V
oyez Eddie, une petite frappe coriace pendant la prohibition, du genre "Crève et marche" quand il s’agit de le dessouder. Remarquez, il n’est pas évident de buter un type quand le gus a vendu son âme au diable et que la malédiction dont il est victime consiste à infliger les blessures par lesquelles il a passé l’arme à gauche à la première personne qui se risque à le toucher. Mettez que le parrain de l’une des plus puissantes familles de la pègre, "Big" Al Alighieri, l’engage pour se débarrasser de ses rivaux, les Roarke et autres Verlochin. Figurez-vous que, parmi d’autres activités illégales, ces familles se consacrent essentiellement au commerce des âmes humaines. Imaginez enfin un album où Elliot Ness et ses incorruptibles seraient soudainement plongés dans l’univers d’Hellblazer… Bienvenue chez les damnés !
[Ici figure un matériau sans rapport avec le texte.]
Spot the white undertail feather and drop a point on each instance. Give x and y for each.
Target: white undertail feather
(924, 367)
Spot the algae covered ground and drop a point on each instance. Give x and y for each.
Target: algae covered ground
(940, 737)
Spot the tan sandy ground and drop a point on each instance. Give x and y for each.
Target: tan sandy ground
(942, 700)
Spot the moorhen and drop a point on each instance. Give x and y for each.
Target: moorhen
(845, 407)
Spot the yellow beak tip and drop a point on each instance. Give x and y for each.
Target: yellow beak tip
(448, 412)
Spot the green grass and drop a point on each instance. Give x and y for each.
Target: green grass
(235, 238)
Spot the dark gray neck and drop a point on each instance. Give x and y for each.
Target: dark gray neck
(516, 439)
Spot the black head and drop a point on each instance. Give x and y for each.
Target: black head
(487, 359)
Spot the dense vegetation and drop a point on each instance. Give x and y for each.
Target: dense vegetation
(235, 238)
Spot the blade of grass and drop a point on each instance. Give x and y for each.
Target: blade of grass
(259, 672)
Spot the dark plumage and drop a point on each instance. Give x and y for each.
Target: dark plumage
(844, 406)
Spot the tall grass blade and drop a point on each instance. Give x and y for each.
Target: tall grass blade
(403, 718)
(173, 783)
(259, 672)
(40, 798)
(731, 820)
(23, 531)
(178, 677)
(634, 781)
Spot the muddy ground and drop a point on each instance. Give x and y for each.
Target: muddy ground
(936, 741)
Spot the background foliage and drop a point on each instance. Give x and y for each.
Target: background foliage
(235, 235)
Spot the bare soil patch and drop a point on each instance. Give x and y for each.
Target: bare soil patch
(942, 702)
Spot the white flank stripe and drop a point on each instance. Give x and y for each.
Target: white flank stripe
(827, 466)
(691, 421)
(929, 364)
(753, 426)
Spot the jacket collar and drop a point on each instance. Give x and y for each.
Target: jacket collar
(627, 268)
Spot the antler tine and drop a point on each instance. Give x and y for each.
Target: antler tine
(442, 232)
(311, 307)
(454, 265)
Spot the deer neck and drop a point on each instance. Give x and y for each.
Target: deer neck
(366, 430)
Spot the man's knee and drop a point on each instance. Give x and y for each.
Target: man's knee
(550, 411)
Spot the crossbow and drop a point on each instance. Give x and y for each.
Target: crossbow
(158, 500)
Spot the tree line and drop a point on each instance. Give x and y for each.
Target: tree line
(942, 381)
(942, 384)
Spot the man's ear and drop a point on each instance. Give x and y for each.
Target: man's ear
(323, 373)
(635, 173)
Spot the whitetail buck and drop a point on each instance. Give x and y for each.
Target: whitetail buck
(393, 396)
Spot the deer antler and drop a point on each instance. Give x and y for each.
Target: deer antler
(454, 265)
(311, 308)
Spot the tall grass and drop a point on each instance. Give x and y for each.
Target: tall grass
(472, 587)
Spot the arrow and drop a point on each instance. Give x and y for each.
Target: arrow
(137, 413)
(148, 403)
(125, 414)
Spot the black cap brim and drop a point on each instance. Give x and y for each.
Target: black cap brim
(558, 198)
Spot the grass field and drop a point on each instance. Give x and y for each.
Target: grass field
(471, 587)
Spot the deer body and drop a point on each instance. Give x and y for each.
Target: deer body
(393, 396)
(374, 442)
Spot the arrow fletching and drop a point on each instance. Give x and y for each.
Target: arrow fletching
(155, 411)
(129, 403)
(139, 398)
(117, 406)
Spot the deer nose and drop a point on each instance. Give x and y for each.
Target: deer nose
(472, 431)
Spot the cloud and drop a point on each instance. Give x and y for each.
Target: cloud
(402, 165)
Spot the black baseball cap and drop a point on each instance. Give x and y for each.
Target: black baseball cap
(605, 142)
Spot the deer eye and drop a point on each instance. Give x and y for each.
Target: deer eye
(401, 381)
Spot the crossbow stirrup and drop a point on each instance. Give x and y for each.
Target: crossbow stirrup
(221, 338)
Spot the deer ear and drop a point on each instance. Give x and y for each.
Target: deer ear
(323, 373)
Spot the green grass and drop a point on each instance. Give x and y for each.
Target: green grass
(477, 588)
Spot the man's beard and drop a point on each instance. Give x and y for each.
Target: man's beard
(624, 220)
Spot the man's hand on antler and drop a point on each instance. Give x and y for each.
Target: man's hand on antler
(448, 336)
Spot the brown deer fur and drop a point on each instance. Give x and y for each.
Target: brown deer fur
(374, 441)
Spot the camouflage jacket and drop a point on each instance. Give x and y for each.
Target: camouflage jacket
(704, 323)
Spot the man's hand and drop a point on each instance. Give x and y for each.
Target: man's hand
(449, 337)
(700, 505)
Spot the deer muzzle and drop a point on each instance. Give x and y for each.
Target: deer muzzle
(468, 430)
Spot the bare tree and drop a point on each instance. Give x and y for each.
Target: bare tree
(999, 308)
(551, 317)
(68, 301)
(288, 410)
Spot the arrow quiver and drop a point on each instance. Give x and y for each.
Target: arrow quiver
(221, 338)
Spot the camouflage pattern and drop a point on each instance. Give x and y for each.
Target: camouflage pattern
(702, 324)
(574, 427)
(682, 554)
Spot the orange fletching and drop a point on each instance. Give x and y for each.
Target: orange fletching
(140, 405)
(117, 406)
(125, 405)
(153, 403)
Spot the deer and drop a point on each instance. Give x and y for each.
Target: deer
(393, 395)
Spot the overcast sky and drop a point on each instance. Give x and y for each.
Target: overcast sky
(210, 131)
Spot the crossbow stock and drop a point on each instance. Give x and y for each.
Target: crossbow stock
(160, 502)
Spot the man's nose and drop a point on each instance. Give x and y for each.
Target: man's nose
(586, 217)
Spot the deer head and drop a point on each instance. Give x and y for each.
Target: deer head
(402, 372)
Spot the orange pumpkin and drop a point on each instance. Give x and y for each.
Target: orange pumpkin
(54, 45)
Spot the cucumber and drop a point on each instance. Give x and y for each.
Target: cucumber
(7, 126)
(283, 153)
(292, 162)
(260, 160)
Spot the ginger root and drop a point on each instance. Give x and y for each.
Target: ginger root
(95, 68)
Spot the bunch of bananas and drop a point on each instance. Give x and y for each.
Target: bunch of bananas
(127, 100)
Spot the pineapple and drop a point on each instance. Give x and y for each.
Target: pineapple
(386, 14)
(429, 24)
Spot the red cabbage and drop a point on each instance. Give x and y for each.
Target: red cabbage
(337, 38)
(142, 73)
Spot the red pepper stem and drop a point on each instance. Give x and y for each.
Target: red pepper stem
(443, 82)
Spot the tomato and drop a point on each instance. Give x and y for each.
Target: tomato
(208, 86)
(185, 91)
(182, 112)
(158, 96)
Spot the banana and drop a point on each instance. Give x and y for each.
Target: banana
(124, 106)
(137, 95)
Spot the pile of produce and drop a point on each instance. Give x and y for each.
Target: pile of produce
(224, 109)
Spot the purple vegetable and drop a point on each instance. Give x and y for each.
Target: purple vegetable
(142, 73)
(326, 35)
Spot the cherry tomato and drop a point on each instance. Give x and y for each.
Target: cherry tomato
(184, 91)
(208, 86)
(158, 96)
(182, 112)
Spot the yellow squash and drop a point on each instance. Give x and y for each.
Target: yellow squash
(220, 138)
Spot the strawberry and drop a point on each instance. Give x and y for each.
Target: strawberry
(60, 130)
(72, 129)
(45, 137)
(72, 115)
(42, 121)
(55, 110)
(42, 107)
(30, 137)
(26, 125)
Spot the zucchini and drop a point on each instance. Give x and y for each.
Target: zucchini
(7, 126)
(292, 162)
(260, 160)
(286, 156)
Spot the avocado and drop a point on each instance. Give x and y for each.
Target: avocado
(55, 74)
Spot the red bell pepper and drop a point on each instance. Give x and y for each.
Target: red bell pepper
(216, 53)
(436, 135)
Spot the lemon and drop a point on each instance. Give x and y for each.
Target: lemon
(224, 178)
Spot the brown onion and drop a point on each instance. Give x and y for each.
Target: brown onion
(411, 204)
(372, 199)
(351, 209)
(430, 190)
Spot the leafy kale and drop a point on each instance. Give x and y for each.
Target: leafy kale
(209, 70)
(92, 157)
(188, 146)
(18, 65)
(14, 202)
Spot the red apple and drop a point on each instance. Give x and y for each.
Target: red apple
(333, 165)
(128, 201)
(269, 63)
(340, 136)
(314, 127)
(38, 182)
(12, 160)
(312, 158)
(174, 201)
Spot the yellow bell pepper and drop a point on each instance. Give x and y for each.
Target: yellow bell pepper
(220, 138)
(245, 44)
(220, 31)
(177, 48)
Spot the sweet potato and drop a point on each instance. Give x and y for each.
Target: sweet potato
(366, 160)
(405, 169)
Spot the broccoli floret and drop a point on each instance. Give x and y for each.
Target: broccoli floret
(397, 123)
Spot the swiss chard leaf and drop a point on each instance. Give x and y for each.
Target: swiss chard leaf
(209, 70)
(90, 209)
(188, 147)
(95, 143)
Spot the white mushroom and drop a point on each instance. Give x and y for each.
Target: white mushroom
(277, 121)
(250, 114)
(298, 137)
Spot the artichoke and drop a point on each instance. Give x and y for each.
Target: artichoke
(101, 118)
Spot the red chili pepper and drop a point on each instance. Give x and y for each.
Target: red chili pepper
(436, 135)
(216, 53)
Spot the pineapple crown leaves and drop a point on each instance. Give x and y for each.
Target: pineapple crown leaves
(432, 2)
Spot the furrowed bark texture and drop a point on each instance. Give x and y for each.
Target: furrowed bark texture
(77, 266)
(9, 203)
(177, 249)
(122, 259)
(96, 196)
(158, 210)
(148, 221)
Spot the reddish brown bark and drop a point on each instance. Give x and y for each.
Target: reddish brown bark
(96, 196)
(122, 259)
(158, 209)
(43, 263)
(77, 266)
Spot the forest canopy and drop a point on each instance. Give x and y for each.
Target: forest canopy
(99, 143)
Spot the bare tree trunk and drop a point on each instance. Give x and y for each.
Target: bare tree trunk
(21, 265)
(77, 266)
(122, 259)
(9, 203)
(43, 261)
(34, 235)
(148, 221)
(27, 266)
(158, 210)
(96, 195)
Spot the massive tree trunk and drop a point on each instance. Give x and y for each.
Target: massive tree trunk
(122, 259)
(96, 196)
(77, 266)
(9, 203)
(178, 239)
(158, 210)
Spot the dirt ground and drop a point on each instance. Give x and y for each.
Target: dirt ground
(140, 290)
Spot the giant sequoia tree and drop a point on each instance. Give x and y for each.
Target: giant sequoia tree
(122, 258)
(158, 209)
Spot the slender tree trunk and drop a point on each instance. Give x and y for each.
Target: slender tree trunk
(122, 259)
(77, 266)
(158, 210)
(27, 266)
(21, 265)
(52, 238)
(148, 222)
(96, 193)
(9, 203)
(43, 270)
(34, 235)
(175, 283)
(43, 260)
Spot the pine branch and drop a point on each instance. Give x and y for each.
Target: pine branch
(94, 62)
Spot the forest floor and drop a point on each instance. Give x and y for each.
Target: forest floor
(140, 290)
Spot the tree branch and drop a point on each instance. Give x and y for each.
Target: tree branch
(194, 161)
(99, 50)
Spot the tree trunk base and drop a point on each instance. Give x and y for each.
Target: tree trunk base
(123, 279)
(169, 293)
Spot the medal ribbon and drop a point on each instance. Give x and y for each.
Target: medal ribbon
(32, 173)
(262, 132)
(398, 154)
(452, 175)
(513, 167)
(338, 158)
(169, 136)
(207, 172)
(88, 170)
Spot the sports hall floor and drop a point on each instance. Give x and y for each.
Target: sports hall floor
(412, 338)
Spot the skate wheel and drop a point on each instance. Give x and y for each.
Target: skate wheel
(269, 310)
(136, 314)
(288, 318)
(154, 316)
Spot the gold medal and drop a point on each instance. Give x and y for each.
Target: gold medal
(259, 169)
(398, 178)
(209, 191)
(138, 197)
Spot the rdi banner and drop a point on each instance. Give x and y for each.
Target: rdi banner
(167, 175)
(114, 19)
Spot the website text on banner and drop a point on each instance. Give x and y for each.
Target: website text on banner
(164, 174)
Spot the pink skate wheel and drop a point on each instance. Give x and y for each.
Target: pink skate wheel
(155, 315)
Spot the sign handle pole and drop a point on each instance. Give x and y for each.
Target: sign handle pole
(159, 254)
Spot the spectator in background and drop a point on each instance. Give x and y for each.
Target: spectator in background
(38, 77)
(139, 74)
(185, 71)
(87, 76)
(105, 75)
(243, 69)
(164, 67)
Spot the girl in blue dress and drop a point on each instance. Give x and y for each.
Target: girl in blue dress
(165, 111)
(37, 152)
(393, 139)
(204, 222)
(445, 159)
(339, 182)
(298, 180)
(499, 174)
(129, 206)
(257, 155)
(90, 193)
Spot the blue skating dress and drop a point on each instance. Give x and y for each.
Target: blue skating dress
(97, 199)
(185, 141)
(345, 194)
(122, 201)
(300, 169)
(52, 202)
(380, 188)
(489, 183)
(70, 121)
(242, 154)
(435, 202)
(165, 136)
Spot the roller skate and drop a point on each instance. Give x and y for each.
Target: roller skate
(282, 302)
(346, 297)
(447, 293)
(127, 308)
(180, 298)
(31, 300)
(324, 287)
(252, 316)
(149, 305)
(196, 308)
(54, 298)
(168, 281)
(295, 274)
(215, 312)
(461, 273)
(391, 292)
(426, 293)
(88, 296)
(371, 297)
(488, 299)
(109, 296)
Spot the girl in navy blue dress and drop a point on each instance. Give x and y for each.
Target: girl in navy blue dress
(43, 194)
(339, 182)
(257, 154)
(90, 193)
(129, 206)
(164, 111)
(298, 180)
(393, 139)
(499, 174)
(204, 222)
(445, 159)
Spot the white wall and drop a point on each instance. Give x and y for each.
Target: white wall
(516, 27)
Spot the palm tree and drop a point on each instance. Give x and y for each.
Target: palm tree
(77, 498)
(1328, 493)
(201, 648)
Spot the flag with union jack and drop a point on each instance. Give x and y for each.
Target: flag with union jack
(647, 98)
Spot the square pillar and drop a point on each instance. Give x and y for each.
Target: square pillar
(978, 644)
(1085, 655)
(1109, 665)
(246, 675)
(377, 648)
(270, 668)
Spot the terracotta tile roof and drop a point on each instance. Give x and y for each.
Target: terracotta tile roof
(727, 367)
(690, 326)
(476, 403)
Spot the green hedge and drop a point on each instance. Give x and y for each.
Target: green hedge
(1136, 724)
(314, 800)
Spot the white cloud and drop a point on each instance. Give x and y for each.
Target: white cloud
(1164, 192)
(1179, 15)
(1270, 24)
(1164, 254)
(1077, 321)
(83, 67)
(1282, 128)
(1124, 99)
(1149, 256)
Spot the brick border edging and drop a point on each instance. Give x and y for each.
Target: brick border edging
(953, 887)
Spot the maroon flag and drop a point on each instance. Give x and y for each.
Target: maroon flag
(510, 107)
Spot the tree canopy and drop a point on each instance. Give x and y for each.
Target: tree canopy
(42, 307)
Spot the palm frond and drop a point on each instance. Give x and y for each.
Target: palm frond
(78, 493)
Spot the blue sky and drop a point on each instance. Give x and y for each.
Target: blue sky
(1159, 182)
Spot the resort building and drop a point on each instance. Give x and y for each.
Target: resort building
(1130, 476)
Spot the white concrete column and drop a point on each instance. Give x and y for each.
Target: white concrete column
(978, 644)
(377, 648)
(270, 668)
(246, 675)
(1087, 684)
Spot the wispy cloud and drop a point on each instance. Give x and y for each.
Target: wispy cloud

Nouvelliste horrifique remarqué, Cullen Bunn s’affirme comme un dialoguiste hors-pair et mène avec brio ce pastiche typé hard-boiled. Bunn multiplie les références aux classiques du genre sans pour autant verser dans la parodie. Evoluant dans un monde corrompu, aux prises avec les forces infernales, Eddie, mi-détective, mi-voyou, est l’anti-héros parfait. On l’imagine aisément dans un roman de Hammet ou de Chandler, campant un privé à la Philip Marlowe, costard élimé mais classieux, du bagout et la réplique facile, les cicatrices et les coutures en plus. Quant au démon foutrement cornu et diablement charismatique, Al Alighieri, on ne sait ce qu’il doit à Hellboy, à Capone ou à Dante. Et si la mise en place est parfois un peu poussive, si les origines de la malédiction frappant Eddie ne sont qu'à peine dévoilées, l'avenir de la série semble assuré.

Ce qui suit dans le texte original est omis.